Foreign exchange (FX or forex) trading is when you buy and sell foreign currencies to try to make a profit. Even the most skilled and experienced traders have difficulty predicting movements in currencies.
How forex trading works
Foreign exchange trading attempts to make a profit by predicting the value of one currency compared to another.
FX trading is normally conducted through 'margin trading'. A small collateral deposit worth a percentage of a total trade's value is required to trade.
Trading in international currencies requires a huge amount of knowledge, research and monitoring. Before you put your money on the line, get independent advice from a licensed financial adviser.
Margin FX trading is one of the riskiest investments you can make. It raises the stakes further by letting you trade with borrowed money, but you'll be responsible for all losses.
Contracts for difference (CFDs)
Contracts for difference (CFDs) are a way of speculating on the change in value of a foreign exchange rate. CFDs can also speculate on a change in share price or a market index. You're not buying the underlying asset, just speculating on the price movement.
CFD leverage is like trading with borrowed money. The deposit (or 'margin') you give to the provider is a small part of what you borrow to invest.
A CFD contract is legally binding. If the market goes against you, the CFD provider:
- will ask you to pay extra money at short notice to keep your CFD position open (a 'margin call'). This may lead to further losses
- may close out your CFD, for whatever it's worth at the time. You may lose all the money you invested
Risks of forex trading
- Small market movements can have a big impact. Most FX trading products are highly leveraged. You only pay a fraction of the value of your trade up-front, but you are still responsible for the full amount of the trade.
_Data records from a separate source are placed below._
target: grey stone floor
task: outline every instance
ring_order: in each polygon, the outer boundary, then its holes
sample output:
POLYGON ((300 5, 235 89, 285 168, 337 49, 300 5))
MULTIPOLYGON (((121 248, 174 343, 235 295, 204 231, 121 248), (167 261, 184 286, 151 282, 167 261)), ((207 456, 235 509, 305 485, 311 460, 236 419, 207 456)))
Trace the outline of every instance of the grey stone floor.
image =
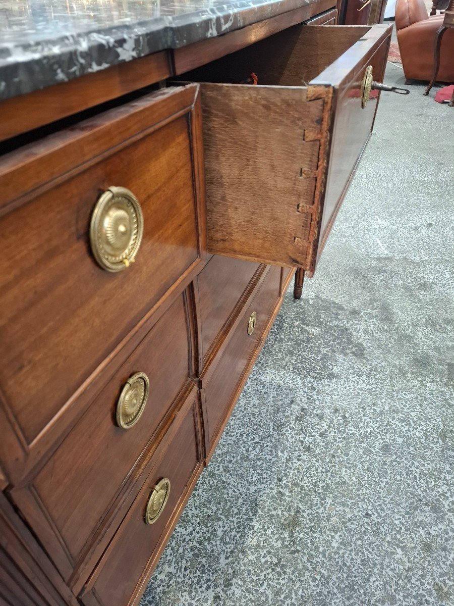
POLYGON ((382 95, 142 606, 454 605, 454 108, 423 88, 382 95))

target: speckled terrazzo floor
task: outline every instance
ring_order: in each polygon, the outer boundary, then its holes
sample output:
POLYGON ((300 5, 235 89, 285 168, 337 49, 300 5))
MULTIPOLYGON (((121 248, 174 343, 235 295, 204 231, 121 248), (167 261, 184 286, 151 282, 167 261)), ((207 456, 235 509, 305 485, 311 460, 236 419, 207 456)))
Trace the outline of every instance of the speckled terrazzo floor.
POLYGON ((454 605, 454 108, 411 88, 382 95, 141 606, 454 605))

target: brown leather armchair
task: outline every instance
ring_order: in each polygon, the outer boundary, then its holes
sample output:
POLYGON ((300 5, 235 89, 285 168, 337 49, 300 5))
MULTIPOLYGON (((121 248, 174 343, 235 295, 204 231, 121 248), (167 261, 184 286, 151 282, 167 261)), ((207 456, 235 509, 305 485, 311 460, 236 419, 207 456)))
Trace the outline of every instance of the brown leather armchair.
MULTIPOLYGON (((444 15, 429 17, 423 0, 397 0, 396 29, 404 73, 407 80, 430 80, 433 43, 444 15)), ((438 82, 454 82, 454 30, 441 41, 438 82)))

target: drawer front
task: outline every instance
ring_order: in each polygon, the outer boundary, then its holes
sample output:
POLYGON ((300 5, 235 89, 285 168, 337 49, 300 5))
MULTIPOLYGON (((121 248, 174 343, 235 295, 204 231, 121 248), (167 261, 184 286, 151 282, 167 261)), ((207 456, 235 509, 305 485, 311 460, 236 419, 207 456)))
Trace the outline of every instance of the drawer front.
POLYGON ((211 451, 249 374, 250 362, 280 296, 281 269, 272 267, 257 295, 244 311, 235 332, 219 359, 202 376, 202 404, 207 452, 211 451), (250 318, 256 315, 249 334, 250 318))
POLYGON ((113 533, 113 519, 146 462, 159 424, 194 384, 188 315, 180 296, 130 356, 108 369, 104 388, 33 480, 12 491, 67 581, 86 564, 100 535, 105 540, 113 533), (149 381, 143 409, 142 378, 128 384, 138 373, 149 381), (119 426, 141 410, 130 427, 119 426))
POLYGON ((204 360, 260 268, 259 263, 215 255, 197 276, 204 360))
MULTIPOLYGON (((197 93, 148 95, 0 163, 8 251, 0 261, 0 385, 20 436, 16 459, 62 422, 74 392, 201 263, 197 93), (116 273, 96 260, 90 234, 97 200, 111 186, 130 190, 143 216, 135 262, 116 273)), ((128 230, 138 235, 140 212, 106 195, 105 231, 95 227, 93 238, 111 259, 128 230)), ((16 463, 10 449, 4 456, 5 467, 16 463)))
POLYGON ((127 606, 145 589, 202 469, 195 431, 197 406, 192 396, 169 431, 173 437, 163 440, 157 450, 153 470, 82 591, 82 601, 88 606, 127 606), (174 428, 176 424, 179 427, 174 428), (170 482, 166 504, 157 519, 147 524, 147 502, 166 478, 170 482))
POLYGON ((184 75, 203 82, 209 252, 315 268, 372 130, 378 95, 362 108, 362 81, 369 65, 381 79, 391 31, 295 25, 184 75), (258 85, 235 84, 252 72, 258 85))

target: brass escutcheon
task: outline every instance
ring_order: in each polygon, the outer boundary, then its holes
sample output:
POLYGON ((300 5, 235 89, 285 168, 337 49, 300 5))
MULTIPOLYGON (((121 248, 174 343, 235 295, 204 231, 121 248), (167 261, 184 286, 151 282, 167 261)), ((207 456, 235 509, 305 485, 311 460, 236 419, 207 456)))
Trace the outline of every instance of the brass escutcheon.
POLYGON ((143 234, 139 201, 125 187, 109 187, 93 210, 90 226, 91 250, 108 271, 121 271, 134 262, 143 234))
POLYGON ((163 478, 156 485, 148 498, 145 510, 145 524, 154 524, 165 507, 170 493, 170 480, 163 478))
POLYGON ((372 90, 373 83, 372 66, 368 65, 361 84, 361 107, 363 109, 366 107, 366 104, 370 98, 370 91, 372 90))
POLYGON ((133 375, 123 387, 117 402, 117 425, 129 429, 136 425, 145 410, 150 393, 150 381, 145 373, 133 375))
POLYGON ((257 314, 255 311, 252 313, 249 316, 249 322, 248 323, 248 334, 252 335, 254 332, 254 329, 255 328, 255 322, 257 322, 257 314))

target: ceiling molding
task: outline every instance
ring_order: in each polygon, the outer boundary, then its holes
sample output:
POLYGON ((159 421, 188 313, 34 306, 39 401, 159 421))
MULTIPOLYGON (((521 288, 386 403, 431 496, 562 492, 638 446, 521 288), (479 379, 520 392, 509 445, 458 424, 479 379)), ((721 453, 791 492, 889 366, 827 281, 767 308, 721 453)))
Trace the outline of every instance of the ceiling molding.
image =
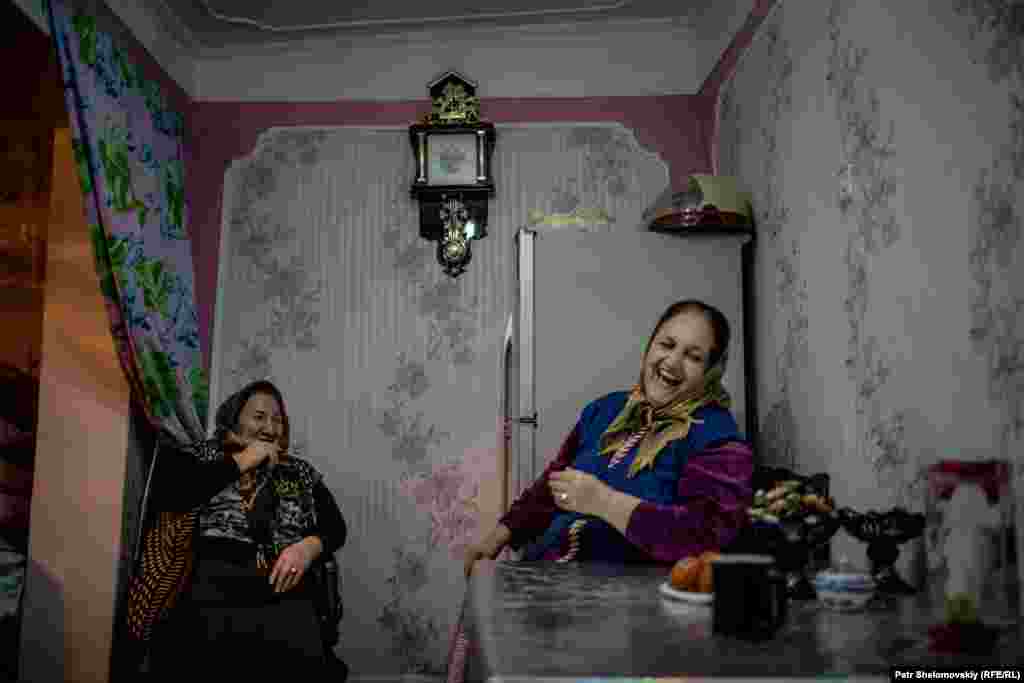
MULTIPOLYGON (((478 79, 488 98, 693 94, 755 4, 677 0, 673 16, 381 25, 211 46, 167 0, 104 1, 189 97, 239 101, 418 99, 447 69, 478 79)), ((37 0, 14 2, 47 30, 37 0)))
MULTIPOLYGON (((617 0, 616 2, 606 2, 603 4, 592 4, 592 5, 584 5, 578 7, 544 7, 542 4, 541 7, 535 9, 508 9, 508 10, 498 10, 498 11, 463 12, 463 13, 449 13, 449 14, 420 13, 418 15, 389 17, 389 18, 349 19, 347 22, 332 22, 329 19, 317 24, 278 26, 261 22, 258 18, 254 18, 251 15, 232 15, 217 11, 211 6, 209 0, 199 0, 199 2, 206 8, 206 11, 209 14, 209 16, 211 16, 214 19, 218 19, 226 24, 236 24, 244 27, 251 27, 260 31, 268 31, 271 33, 283 33, 283 32, 293 33, 301 31, 324 31, 333 29, 365 29, 365 28, 374 29, 378 27, 390 28, 395 26, 410 27, 423 24, 465 25, 477 22, 493 22, 496 19, 536 22, 538 18, 544 16, 572 18, 575 16, 584 16, 584 15, 600 15, 605 12, 623 9, 624 7, 627 7, 630 4, 629 0, 617 0)), ((439 3, 435 2, 434 6, 437 6, 438 4, 439 3)), ((246 3, 246 6, 250 9, 253 7, 252 3, 246 3)), ((327 5, 326 3, 321 3, 319 6, 325 7, 329 5, 327 5)), ((423 7, 424 5, 420 4, 418 6, 423 7)), ((295 13, 294 9, 292 10, 292 13, 295 13)))
POLYGON ((597 39, 614 39, 617 36, 637 33, 649 35, 672 34, 680 38, 691 38, 694 26, 682 17, 670 19, 631 18, 606 19, 586 24, 537 24, 516 27, 473 26, 459 29, 438 27, 416 31, 392 31, 375 34, 342 36, 311 36, 301 40, 266 40, 254 44, 229 44, 216 47, 198 45, 194 55, 200 59, 237 59, 251 56, 303 57, 333 52, 348 53, 360 48, 389 45, 403 49, 435 49, 452 47, 470 49, 472 46, 495 42, 558 41, 563 45, 597 39))

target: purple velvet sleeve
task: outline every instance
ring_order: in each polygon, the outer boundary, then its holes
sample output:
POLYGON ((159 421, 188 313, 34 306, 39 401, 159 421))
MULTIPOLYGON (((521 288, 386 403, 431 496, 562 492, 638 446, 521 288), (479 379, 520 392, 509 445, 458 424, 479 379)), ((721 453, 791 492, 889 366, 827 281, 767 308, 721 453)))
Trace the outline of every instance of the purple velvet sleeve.
POLYGON ((544 473, 515 500, 508 513, 498 520, 512 531, 509 546, 513 549, 518 550, 548 528, 555 513, 558 512, 555 498, 548 486, 548 477, 552 472, 559 472, 572 464, 579 445, 580 426, 577 425, 562 441, 558 455, 544 473))
POLYGON ((741 441, 690 456, 679 479, 679 503, 640 503, 626 538, 665 563, 726 546, 746 524, 753 456, 741 441))

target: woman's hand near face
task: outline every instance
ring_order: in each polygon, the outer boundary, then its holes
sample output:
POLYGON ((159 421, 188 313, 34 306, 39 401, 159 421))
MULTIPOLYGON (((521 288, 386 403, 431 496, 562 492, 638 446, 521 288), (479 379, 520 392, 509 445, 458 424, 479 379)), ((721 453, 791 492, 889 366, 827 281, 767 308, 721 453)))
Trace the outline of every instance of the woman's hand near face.
MULTIPOLYGON (((228 433, 228 439, 232 438, 241 444, 241 439, 237 435, 228 433)), ((259 467, 266 460, 269 460, 271 465, 276 465, 280 453, 281 445, 276 442, 252 439, 242 451, 231 457, 239 464, 240 470, 248 472, 254 467, 259 467)))
POLYGON ((298 586, 299 581, 305 575, 309 565, 313 563, 321 552, 323 544, 316 537, 303 539, 281 551, 278 561, 273 563, 270 570, 270 584, 274 593, 284 593, 298 586))

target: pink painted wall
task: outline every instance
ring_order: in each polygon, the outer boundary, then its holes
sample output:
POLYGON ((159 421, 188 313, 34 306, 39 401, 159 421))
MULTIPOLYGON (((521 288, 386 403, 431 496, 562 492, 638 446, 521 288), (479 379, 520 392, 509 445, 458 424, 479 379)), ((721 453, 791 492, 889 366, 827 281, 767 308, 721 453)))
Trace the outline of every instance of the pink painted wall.
POLYGON ((718 63, 715 65, 711 74, 705 79, 705 82, 700 85, 700 92, 697 93, 697 97, 707 102, 707 105, 711 110, 711 118, 708 119, 705 130, 707 133, 705 139, 709 140, 711 166, 715 173, 718 173, 718 94, 722 89, 722 84, 729 80, 735 73, 736 63, 740 55, 746 50, 751 41, 754 40, 754 36, 757 35, 761 24, 776 4, 778 4, 778 0, 757 0, 754 3, 754 8, 746 16, 746 22, 743 23, 742 28, 733 36, 729 47, 725 48, 725 51, 722 52, 718 63))
MULTIPOLYGON (((680 187, 691 173, 711 172, 714 99, 700 95, 651 97, 485 99, 482 117, 496 124, 615 121, 657 152, 680 187)), ((424 100, 402 102, 194 102, 187 126, 187 176, 196 298, 206 367, 216 304, 224 172, 274 126, 411 125, 429 111, 424 100)), ((499 142, 500 143, 500 142, 499 142)), ((412 154, 412 152, 410 152, 412 154)))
- Exchange rates are very volatile. They tend to move around a lot even within very short periods of time. There are significant investment risks as currency fluctuations may move against you, causing you to lose money.
- Currency markets are extremely difficult to predict. Many different factors affect exchange rates.
- Limited protection from risk management systems. Stop loss orders will only cap your losses. You may also pay a premium price to guarantee your stop loss order.
- Forex scams and fraud. Offers and advertisements that sound too good to be true probably are. Read what the US Commodity Futures Trading Commission has to say about foreign currency trading fraud.
- Forex provider risks. If your FX provider becomes insolvent, you may not get your money back.
- Trading delays can severely affect results. You may not be able to make trades when you'd like to, because of a lack of liquidity in the market, execution risk, or computer system problems.
Forex trading software programs, seminars and courses
Forex software programs are available for forex trading. They may claim their programs can let you know when to make trades. But no person or program can ever accurately predict movements in foreign currencies.
Be wary of companies promoting a particular product that gives you access to better exchange rates or easy money. They may let you trial their trading platform for free at first. This is usually just a teaser for you to buy the software or platform.
Any provider offering an add-on service like software, trading robots or seminars must hold an appropriate AFS licence or authorisation from an AFS licensee for the service. Before you use a service like this, check they are licensed or authorised through ASIC's Professional Registers Search.
A basic FX trading course or seminar won't give you enough information to start trading.
Do your own checks on forex providers
Different forex products involve different risks. Read the product disclosure statement (PDS) carefully before investing.
Check that the forex provider has an Australian Financial Services (AFS) Licence. ASIC Connect's Professional Registers will tell you if they do.